Daarnaast stellen de auteurs dat het positief is dat banken verschillende klantwensen bij elkaar te brengen en looptijden transformeren. Banken verstrekken langlopende leningen en financieren dit met direct opvraagbare deposito’s. Een belangrijke vraag die Boonstra en van Goor niet bespreken is of banken looptijd transformeren of dat centrale banken dit mogelijk maken middels de LOLR. Dit is wat onder ander Hocket en Omarova stellen.
Tot slot
Boonstra en van Goor hebben een plezierig leesbaar en toegankelijk lesboek geschreven en dat helpt de vele misverstanden rond geld en banken te beperken. De meeste hoofdstukken zijn evenwichtig. De hoofdstukken over fractioneel reserve bankieren en (digitale) alternatieven verraden echter een bankbias.

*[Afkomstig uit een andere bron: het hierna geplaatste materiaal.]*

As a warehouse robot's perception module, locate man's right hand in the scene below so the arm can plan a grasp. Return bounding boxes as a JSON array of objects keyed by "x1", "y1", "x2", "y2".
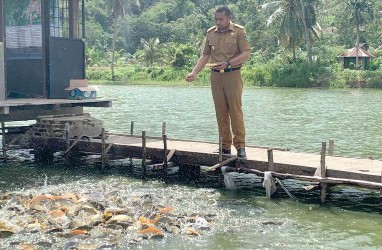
[{"x1": 186, "y1": 73, "x2": 196, "y2": 82}]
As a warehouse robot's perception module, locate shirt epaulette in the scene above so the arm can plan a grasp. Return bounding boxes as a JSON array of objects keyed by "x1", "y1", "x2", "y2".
[
  {"x1": 233, "y1": 23, "x2": 244, "y2": 29},
  {"x1": 207, "y1": 26, "x2": 216, "y2": 33}
]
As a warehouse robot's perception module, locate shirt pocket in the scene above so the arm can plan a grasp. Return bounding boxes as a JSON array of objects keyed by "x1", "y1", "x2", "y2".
[
  {"x1": 208, "y1": 38, "x2": 218, "y2": 46},
  {"x1": 224, "y1": 36, "x2": 237, "y2": 53},
  {"x1": 224, "y1": 36, "x2": 237, "y2": 45}
]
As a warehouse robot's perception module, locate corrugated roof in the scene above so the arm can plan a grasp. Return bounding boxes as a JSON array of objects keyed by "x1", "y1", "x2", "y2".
[{"x1": 339, "y1": 47, "x2": 374, "y2": 57}]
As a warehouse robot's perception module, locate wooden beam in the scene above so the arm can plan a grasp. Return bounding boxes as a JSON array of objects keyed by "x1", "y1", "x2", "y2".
[
  {"x1": 226, "y1": 167, "x2": 382, "y2": 189},
  {"x1": 208, "y1": 155, "x2": 238, "y2": 171},
  {"x1": 64, "y1": 138, "x2": 81, "y2": 155},
  {"x1": 267, "y1": 148, "x2": 275, "y2": 172}
]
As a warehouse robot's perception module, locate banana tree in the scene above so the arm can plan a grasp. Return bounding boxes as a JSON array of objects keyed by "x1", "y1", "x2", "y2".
[
  {"x1": 345, "y1": 0, "x2": 373, "y2": 67},
  {"x1": 262, "y1": 0, "x2": 318, "y2": 62},
  {"x1": 106, "y1": 0, "x2": 140, "y2": 81}
]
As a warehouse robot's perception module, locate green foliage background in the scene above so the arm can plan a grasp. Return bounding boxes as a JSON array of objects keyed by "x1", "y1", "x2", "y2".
[{"x1": 86, "y1": 0, "x2": 382, "y2": 88}]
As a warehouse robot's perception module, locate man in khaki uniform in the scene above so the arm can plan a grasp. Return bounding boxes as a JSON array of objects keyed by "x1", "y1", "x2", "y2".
[{"x1": 186, "y1": 6, "x2": 250, "y2": 158}]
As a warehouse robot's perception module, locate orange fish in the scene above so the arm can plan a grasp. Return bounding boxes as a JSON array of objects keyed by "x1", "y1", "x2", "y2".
[
  {"x1": 69, "y1": 229, "x2": 88, "y2": 235},
  {"x1": 20, "y1": 244, "x2": 34, "y2": 250},
  {"x1": 28, "y1": 194, "x2": 52, "y2": 207},
  {"x1": 140, "y1": 227, "x2": 164, "y2": 235},
  {"x1": 158, "y1": 207, "x2": 172, "y2": 214},
  {"x1": 139, "y1": 216, "x2": 153, "y2": 224},
  {"x1": 49, "y1": 210, "x2": 65, "y2": 218}
]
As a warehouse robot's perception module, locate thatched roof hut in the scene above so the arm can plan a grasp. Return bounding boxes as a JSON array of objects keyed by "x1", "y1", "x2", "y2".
[{"x1": 338, "y1": 45, "x2": 375, "y2": 69}]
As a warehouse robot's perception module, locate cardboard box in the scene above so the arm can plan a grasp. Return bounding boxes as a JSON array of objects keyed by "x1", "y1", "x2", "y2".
[{"x1": 65, "y1": 79, "x2": 98, "y2": 100}]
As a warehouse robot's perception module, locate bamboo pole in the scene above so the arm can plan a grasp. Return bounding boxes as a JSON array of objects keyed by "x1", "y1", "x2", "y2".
[
  {"x1": 101, "y1": 128, "x2": 106, "y2": 168},
  {"x1": 142, "y1": 131, "x2": 147, "y2": 178},
  {"x1": 267, "y1": 148, "x2": 275, "y2": 172},
  {"x1": 1, "y1": 122, "x2": 7, "y2": 161},
  {"x1": 329, "y1": 139, "x2": 334, "y2": 156}
]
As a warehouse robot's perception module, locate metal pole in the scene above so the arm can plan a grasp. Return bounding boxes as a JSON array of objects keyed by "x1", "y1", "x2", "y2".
[
  {"x1": 1, "y1": 122, "x2": 7, "y2": 161},
  {"x1": 101, "y1": 128, "x2": 106, "y2": 168},
  {"x1": 162, "y1": 134, "x2": 168, "y2": 178},
  {"x1": 142, "y1": 131, "x2": 147, "y2": 178}
]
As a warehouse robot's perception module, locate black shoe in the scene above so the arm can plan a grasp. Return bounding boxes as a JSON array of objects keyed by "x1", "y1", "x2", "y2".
[
  {"x1": 237, "y1": 148, "x2": 247, "y2": 159},
  {"x1": 222, "y1": 149, "x2": 231, "y2": 155},
  {"x1": 214, "y1": 149, "x2": 231, "y2": 155}
]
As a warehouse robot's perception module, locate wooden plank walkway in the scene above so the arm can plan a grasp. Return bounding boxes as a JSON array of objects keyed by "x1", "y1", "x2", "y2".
[{"x1": 102, "y1": 134, "x2": 382, "y2": 183}]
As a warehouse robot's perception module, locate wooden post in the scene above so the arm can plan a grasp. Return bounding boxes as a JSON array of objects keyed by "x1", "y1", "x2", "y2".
[
  {"x1": 142, "y1": 131, "x2": 147, "y2": 178},
  {"x1": 268, "y1": 148, "x2": 275, "y2": 172},
  {"x1": 101, "y1": 128, "x2": 106, "y2": 168},
  {"x1": 162, "y1": 134, "x2": 168, "y2": 178},
  {"x1": 320, "y1": 142, "x2": 327, "y2": 203},
  {"x1": 162, "y1": 122, "x2": 167, "y2": 137},
  {"x1": 1, "y1": 122, "x2": 7, "y2": 161},
  {"x1": 329, "y1": 139, "x2": 334, "y2": 156},
  {"x1": 130, "y1": 121, "x2": 134, "y2": 135}
]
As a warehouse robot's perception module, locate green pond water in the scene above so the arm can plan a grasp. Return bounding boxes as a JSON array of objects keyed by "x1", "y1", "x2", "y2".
[{"x1": 0, "y1": 86, "x2": 382, "y2": 249}]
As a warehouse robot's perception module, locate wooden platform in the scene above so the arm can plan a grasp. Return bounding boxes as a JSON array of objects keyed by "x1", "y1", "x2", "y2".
[
  {"x1": 0, "y1": 98, "x2": 111, "y2": 122},
  {"x1": 32, "y1": 134, "x2": 382, "y2": 186}
]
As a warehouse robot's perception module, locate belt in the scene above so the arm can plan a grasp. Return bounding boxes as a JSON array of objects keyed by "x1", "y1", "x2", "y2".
[{"x1": 211, "y1": 67, "x2": 241, "y2": 73}]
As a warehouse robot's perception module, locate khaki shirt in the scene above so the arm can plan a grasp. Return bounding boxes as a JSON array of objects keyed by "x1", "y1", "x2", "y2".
[{"x1": 203, "y1": 22, "x2": 251, "y2": 66}]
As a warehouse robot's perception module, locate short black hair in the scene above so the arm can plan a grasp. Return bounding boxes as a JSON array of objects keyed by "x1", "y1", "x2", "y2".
[{"x1": 216, "y1": 5, "x2": 232, "y2": 16}]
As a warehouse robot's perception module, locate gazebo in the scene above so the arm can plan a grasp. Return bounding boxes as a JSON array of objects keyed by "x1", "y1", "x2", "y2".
[
  {"x1": 0, "y1": 0, "x2": 85, "y2": 101},
  {"x1": 338, "y1": 45, "x2": 374, "y2": 69}
]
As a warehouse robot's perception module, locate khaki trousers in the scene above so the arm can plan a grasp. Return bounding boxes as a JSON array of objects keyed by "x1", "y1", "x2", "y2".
[{"x1": 211, "y1": 70, "x2": 245, "y2": 149}]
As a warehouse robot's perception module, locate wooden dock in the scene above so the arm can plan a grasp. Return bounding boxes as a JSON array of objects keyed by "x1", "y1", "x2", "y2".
[{"x1": 31, "y1": 133, "x2": 382, "y2": 189}]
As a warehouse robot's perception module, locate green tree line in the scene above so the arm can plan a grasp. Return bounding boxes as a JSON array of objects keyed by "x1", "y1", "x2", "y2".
[{"x1": 86, "y1": 0, "x2": 382, "y2": 88}]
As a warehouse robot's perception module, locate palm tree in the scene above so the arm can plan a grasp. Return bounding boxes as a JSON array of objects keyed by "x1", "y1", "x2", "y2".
[
  {"x1": 345, "y1": 0, "x2": 373, "y2": 67},
  {"x1": 106, "y1": 0, "x2": 140, "y2": 81},
  {"x1": 262, "y1": 0, "x2": 318, "y2": 62}
]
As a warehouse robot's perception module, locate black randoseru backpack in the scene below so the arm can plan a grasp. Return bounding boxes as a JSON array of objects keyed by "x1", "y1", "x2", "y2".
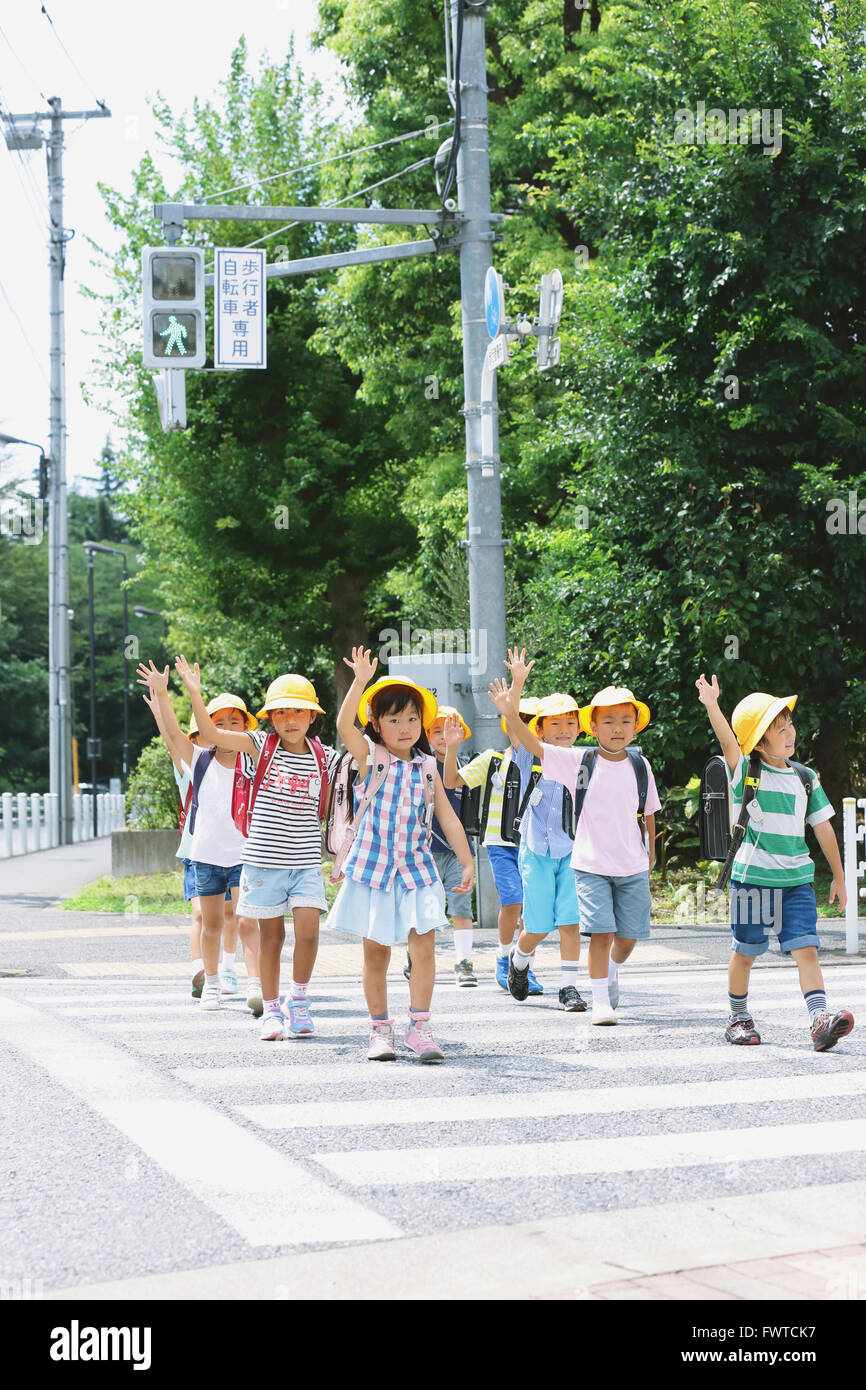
[{"x1": 698, "y1": 753, "x2": 812, "y2": 890}]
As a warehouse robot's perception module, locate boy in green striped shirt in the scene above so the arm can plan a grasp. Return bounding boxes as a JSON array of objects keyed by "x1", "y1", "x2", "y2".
[{"x1": 695, "y1": 674, "x2": 853, "y2": 1052}]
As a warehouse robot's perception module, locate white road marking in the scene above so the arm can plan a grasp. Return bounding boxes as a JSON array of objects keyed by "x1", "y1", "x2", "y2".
[
  {"x1": 0, "y1": 997, "x2": 402, "y2": 1247},
  {"x1": 234, "y1": 1063, "x2": 866, "y2": 1128},
  {"x1": 314, "y1": 1119, "x2": 866, "y2": 1187}
]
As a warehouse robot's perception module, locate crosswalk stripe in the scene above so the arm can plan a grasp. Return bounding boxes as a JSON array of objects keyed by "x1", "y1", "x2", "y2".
[
  {"x1": 235, "y1": 1072, "x2": 866, "y2": 1143},
  {"x1": 0, "y1": 997, "x2": 402, "y2": 1245},
  {"x1": 311, "y1": 1119, "x2": 866, "y2": 1187}
]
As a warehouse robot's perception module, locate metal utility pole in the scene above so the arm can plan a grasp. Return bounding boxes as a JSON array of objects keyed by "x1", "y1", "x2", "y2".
[
  {"x1": 450, "y1": 0, "x2": 506, "y2": 749},
  {"x1": 3, "y1": 96, "x2": 111, "y2": 845}
]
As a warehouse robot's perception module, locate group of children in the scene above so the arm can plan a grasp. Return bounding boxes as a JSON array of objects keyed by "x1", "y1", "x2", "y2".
[{"x1": 139, "y1": 646, "x2": 853, "y2": 1062}]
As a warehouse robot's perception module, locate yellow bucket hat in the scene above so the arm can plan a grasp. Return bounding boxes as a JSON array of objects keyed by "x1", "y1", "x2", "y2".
[
  {"x1": 357, "y1": 676, "x2": 439, "y2": 728},
  {"x1": 424, "y1": 705, "x2": 473, "y2": 741},
  {"x1": 530, "y1": 691, "x2": 580, "y2": 738},
  {"x1": 580, "y1": 685, "x2": 649, "y2": 738},
  {"x1": 499, "y1": 695, "x2": 541, "y2": 735},
  {"x1": 257, "y1": 676, "x2": 325, "y2": 719},
  {"x1": 731, "y1": 691, "x2": 796, "y2": 758},
  {"x1": 205, "y1": 691, "x2": 259, "y2": 734}
]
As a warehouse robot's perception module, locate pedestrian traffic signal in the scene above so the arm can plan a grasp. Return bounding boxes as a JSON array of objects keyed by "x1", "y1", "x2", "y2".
[{"x1": 142, "y1": 246, "x2": 207, "y2": 367}]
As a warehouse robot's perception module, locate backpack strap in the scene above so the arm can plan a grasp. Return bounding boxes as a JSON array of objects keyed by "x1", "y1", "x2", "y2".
[
  {"x1": 626, "y1": 748, "x2": 649, "y2": 845},
  {"x1": 189, "y1": 744, "x2": 217, "y2": 835},
  {"x1": 307, "y1": 734, "x2": 328, "y2": 820},
  {"x1": 716, "y1": 753, "x2": 760, "y2": 891},
  {"x1": 246, "y1": 734, "x2": 279, "y2": 835}
]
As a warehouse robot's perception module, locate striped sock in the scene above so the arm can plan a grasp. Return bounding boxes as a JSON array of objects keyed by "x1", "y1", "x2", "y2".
[
  {"x1": 803, "y1": 990, "x2": 827, "y2": 1023},
  {"x1": 728, "y1": 990, "x2": 751, "y2": 1019}
]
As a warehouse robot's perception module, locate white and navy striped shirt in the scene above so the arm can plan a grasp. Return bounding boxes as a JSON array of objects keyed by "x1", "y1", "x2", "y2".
[{"x1": 240, "y1": 728, "x2": 346, "y2": 869}]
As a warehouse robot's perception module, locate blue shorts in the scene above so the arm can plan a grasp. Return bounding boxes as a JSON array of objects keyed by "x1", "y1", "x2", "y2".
[
  {"x1": 731, "y1": 883, "x2": 820, "y2": 956},
  {"x1": 432, "y1": 849, "x2": 473, "y2": 922},
  {"x1": 190, "y1": 859, "x2": 240, "y2": 898},
  {"x1": 235, "y1": 865, "x2": 328, "y2": 919},
  {"x1": 181, "y1": 859, "x2": 232, "y2": 902},
  {"x1": 517, "y1": 845, "x2": 580, "y2": 937},
  {"x1": 484, "y1": 845, "x2": 523, "y2": 908},
  {"x1": 574, "y1": 869, "x2": 652, "y2": 941}
]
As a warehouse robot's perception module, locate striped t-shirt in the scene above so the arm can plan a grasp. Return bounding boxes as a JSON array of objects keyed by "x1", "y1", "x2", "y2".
[
  {"x1": 240, "y1": 728, "x2": 339, "y2": 869},
  {"x1": 460, "y1": 746, "x2": 517, "y2": 849},
  {"x1": 724, "y1": 755, "x2": 833, "y2": 888}
]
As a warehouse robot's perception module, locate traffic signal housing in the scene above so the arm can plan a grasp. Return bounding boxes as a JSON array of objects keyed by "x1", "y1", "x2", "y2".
[{"x1": 142, "y1": 246, "x2": 207, "y2": 368}]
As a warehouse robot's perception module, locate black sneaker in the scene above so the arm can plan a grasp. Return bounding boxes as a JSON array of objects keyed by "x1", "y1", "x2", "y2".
[
  {"x1": 559, "y1": 984, "x2": 587, "y2": 1013},
  {"x1": 509, "y1": 956, "x2": 530, "y2": 1001},
  {"x1": 724, "y1": 1016, "x2": 760, "y2": 1044},
  {"x1": 455, "y1": 960, "x2": 478, "y2": 990},
  {"x1": 812, "y1": 1009, "x2": 853, "y2": 1052}
]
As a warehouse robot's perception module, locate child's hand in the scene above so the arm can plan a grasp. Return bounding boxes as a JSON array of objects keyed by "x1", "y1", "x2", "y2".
[
  {"x1": 488, "y1": 678, "x2": 516, "y2": 714},
  {"x1": 505, "y1": 646, "x2": 535, "y2": 689},
  {"x1": 135, "y1": 662, "x2": 168, "y2": 689},
  {"x1": 343, "y1": 646, "x2": 379, "y2": 685},
  {"x1": 442, "y1": 714, "x2": 463, "y2": 748},
  {"x1": 830, "y1": 878, "x2": 848, "y2": 912},
  {"x1": 695, "y1": 671, "x2": 719, "y2": 705},
  {"x1": 174, "y1": 655, "x2": 202, "y2": 695}
]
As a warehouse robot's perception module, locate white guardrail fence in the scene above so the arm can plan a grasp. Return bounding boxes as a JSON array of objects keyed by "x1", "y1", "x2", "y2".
[
  {"x1": 842, "y1": 796, "x2": 866, "y2": 955},
  {"x1": 0, "y1": 791, "x2": 126, "y2": 859}
]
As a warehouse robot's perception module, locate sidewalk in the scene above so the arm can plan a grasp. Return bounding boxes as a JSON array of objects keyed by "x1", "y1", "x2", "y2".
[{"x1": 0, "y1": 835, "x2": 111, "y2": 908}]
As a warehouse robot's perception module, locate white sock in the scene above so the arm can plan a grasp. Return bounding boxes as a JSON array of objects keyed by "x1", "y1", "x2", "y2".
[{"x1": 455, "y1": 927, "x2": 473, "y2": 960}]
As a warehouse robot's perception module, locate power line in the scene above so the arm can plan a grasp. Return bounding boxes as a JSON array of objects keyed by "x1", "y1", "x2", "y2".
[
  {"x1": 202, "y1": 115, "x2": 453, "y2": 203},
  {"x1": 40, "y1": 6, "x2": 106, "y2": 107}
]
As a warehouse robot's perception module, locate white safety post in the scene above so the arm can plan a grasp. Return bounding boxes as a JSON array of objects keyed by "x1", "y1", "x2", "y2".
[{"x1": 1, "y1": 791, "x2": 15, "y2": 859}]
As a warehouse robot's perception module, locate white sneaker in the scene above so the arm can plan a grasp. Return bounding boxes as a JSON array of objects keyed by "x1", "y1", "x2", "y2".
[
  {"x1": 199, "y1": 980, "x2": 220, "y2": 1011},
  {"x1": 259, "y1": 1009, "x2": 285, "y2": 1043},
  {"x1": 591, "y1": 1004, "x2": 616, "y2": 1023}
]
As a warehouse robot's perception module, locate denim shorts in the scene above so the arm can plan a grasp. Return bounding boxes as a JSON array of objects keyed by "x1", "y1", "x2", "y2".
[
  {"x1": 235, "y1": 865, "x2": 328, "y2": 917},
  {"x1": 485, "y1": 845, "x2": 523, "y2": 908},
  {"x1": 517, "y1": 845, "x2": 580, "y2": 935},
  {"x1": 574, "y1": 869, "x2": 652, "y2": 941},
  {"x1": 731, "y1": 883, "x2": 820, "y2": 956},
  {"x1": 190, "y1": 859, "x2": 242, "y2": 898},
  {"x1": 432, "y1": 849, "x2": 473, "y2": 922},
  {"x1": 181, "y1": 859, "x2": 232, "y2": 902}
]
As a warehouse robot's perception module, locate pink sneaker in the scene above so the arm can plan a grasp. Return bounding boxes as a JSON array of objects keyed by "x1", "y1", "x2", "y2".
[
  {"x1": 367, "y1": 1019, "x2": 393, "y2": 1062},
  {"x1": 403, "y1": 1013, "x2": 445, "y2": 1062}
]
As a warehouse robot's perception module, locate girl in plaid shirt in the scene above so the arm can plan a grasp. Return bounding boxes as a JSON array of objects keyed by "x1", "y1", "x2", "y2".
[{"x1": 325, "y1": 646, "x2": 474, "y2": 1062}]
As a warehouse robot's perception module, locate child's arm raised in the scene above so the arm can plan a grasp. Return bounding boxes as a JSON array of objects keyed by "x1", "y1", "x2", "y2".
[
  {"x1": 489, "y1": 680, "x2": 544, "y2": 758},
  {"x1": 336, "y1": 646, "x2": 379, "y2": 783},
  {"x1": 136, "y1": 662, "x2": 195, "y2": 773},
  {"x1": 434, "y1": 773, "x2": 475, "y2": 892},
  {"x1": 812, "y1": 820, "x2": 848, "y2": 912},
  {"x1": 695, "y1": 671, "x2": 742, "y2": 773},
  {"x1": 174, "y1": 655, "x2": 259, "y2": 762}
]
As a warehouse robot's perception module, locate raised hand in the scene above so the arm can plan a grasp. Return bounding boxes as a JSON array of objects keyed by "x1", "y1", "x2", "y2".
[
  {"x1": 343, "y1": 646, "x2": 379, "y2": 685},
  {"x1": 174, "y1": 655, "x2": 202, "y2": 695},
  {"x1": 442, "y1": 714, "x2": 463, "y2": 748},
  {"x1": 505, "y1": 646, "x2": 535, "y2": 688},
  {"x1": 695, "y1": 671, "x2": 719, "y2": 705}
]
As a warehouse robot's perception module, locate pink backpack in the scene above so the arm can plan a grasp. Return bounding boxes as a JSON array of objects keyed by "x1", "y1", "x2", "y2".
[
  {"x1": 232, "y1": 734, "x2": 328, "y2": 835},
  {"x1": 325, "y1": 744, "x2": 436, "y2": 883}
]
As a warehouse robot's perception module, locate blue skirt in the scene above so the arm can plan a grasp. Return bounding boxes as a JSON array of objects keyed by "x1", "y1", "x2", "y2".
[{"x1": 322, "y1": 878, "x2": 448, "y2": 947}]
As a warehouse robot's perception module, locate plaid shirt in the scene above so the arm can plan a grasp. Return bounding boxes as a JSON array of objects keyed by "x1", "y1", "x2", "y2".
[{"x1": 343, "y1": 741, "x2": 436, "y2": 888}]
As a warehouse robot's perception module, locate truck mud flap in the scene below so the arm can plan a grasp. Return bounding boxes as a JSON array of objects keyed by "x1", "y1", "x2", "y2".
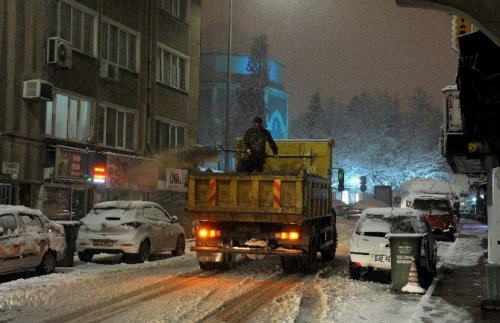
[
  {"x1": 196, "y1": 252, "x2": 224, "y2": 262},
  {"x1": 190, "y1": 246, "x2": 304, "y2": 256}
]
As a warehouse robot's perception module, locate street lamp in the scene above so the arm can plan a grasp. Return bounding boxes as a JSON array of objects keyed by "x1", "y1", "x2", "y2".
[{"x1": 224, "y1": 0, "x2": 233, "y2": 172}]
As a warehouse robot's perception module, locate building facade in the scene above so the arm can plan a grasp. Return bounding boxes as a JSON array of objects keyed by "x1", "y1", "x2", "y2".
[
  {"x1": 199, "y1": 52, "x2": 289, "y2": 169},
  {"x1": 0, "y1": 0, "x2": 201, "y2": 223}
]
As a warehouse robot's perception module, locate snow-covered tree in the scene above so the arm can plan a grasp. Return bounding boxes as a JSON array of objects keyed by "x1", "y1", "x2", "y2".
[
  {"x1": 291, "y1": 89, "x2": 449, "y2": 191},
  {"x1": 232, "y1": 34, "x2": 269, "y2": 136},
  {"x1": 291, "y1": 92, "x2": 331, "y2": 139}
]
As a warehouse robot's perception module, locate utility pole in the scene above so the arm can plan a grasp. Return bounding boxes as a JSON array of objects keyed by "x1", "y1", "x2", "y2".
[{"x1": 224, "y1": 0, "x2": 233, "y2": 172}]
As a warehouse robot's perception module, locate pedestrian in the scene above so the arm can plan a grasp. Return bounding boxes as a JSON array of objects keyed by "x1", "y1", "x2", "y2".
[{"x1": 238, "y1": 117, "x2": 278, "y2": 172}]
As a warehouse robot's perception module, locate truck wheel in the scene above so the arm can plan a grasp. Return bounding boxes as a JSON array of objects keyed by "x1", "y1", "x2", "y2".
[
  {"x1": 216, "y1": 253, "x2": 236, "y2": 271},
  {"x1": 198, "y1": 262, "x2": 215, "y2": 271},
  {"x1": 321, "y1": 230, "x2": 338, "y2": 261},
  {"x1": 136, "y1": 239, "x2": 151, "y2": 263},
  {"x1": 172, "y1": 235, "x2": 186, "y2": 256},
  {"x1": 349, "y1": 261, "x2": 361, "y2": 280},
  {"x1": 280, "y1": 256, "x2": 298, "y2": 274},
  {"x1": 78, "y1": 251, "x2": 94, "y2": 262},
  {"x1": 36, "y1": 251, "x2": 56, "y2": 275},
  {"x1": 299, "y1": 227, "x2": 318, "y2": 274}
]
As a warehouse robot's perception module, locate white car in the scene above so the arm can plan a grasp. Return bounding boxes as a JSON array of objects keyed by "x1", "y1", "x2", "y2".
[
  {"x1": 76, "y1": 201, "x2": 186, "y2": 263},
  {"x1": 0, "y1": 205, "x2": 67, "y2": 275},
  {"x1": 349, "y1": 207, "x2": 437, "y2": 279}
]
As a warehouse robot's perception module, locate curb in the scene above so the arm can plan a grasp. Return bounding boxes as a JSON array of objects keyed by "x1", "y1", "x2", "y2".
[{"x1": 410, "y1": 235, "x2": 459, "y2": 322}]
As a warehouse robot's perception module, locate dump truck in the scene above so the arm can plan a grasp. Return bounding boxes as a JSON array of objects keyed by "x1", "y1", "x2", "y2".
[{"x1": 186, "y1": 138, "x2": 337, "y2": 273}]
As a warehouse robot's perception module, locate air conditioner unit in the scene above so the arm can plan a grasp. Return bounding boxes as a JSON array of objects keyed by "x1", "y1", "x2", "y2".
[
  {"x1": 100, "y1": 62, "x2": 120, "y2": 82},
  {"x1": 47, "y1": 37, "x2": 73, "y2": 68},
  {"x1": 23, "y1": 80, "x2": 54, "y2": 101}
]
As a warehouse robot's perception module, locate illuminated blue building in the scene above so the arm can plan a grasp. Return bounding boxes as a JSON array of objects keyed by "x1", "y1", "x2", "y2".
[{"x1": 198, "y1": 53, "x2": 289, "y2": 149}]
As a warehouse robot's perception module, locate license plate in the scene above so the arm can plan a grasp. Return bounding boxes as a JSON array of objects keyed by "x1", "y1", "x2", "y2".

Het zou kunnen dat ze zichzelf daarmee in de vingers snijden, want juist de mensen die interesse hebben in geld en bankieren zijn vaak actief met hervormingsvoorstellen, crypto’s en decentralised finance. De (digitale) toekomst van het monetair-financieel systeem is echter omgeven door onzekerheid. We zullen dus over pakweg een decennium pas weten of de bankbias van Boonstra en van Goor juist was of dat zij de kracht van digitale alternatieven en de maatschappelijk-politieke wil om te veranderen hebben onderschat.